Know Thy Partner: The Importance of Observance in a Long-Term Relationship

Something that authors, philosophers, and other solipsists like to think about it how everyone is the protagonist of their own story. That isn’t a bad thing; it is a human default. Whatever lies behind the mystery of consciousness, we see the world through a first-person point of view. Not just in an ocular sense- everything we perceive is run through the filter of “I”, and so there is the perception that everyone else is just another character, someone who maybe flits into your story, but doesn’t always exist outside of it. It is staggering when you are on a train or walking down a busy street and realize that every single person has a lifetime of fears and of memories, of hopes and doubts and dreams and fantasies, of pain and love. So it is easier sometimes to not think about it.

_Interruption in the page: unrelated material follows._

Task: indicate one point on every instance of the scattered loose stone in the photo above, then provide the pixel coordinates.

Of course, not recognizing it at all makes you a sociopath, but the gift of complete and total empathy is very rare. Even with your long-term partner, it is hard to always feel what they are feeling, and to consider how your actions affect them. Sometimes, it is the person you are with the most that you forget the easiest, because you fall into a pattern.

While empathy is difficult, observation is not, and you’ll find that the former is borne from the latter. Practicing observance here means being an emotional detective- picking up on moods, finding patterns, and really making an effort to understand why a person is behaving the way they are. You shouldn’t just see it as something that is impacting you, as tempting as that is.

couple
Image from Flickr CC user Adam Tinworth

The best part of being observant is that it can lead to greater intimacy. Global Glue couple Hazel & Neridah talk about the importance of intimacy- which is touching, yes, but also the kind of respect and understanding that comes from knowing someone and making a daily effort to remember that they are an individual. “We’ve learned to be really observant of each other. It’s not just listening with your ears. That’s not the only way to listen to someone.”

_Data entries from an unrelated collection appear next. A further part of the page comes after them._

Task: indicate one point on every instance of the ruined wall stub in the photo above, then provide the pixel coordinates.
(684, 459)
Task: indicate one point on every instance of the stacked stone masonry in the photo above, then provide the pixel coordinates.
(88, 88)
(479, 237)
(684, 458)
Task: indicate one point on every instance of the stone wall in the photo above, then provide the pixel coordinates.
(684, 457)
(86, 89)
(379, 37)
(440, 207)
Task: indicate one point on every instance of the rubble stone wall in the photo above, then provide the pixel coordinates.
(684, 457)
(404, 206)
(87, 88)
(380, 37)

It all ties together. Being observant can lead to a greater understanding, which leads to greater and more fulfilling intimacy, which leads to even more understanding. Your partner is many things- beautiful, fun, maddening, lovable, frustrating, stubborn, clever, curious- but the one thing they are not is a mere adjunct to you. Recognizing that you are two separate people is, perhaps paradoxically, the only way to move closer to being as one.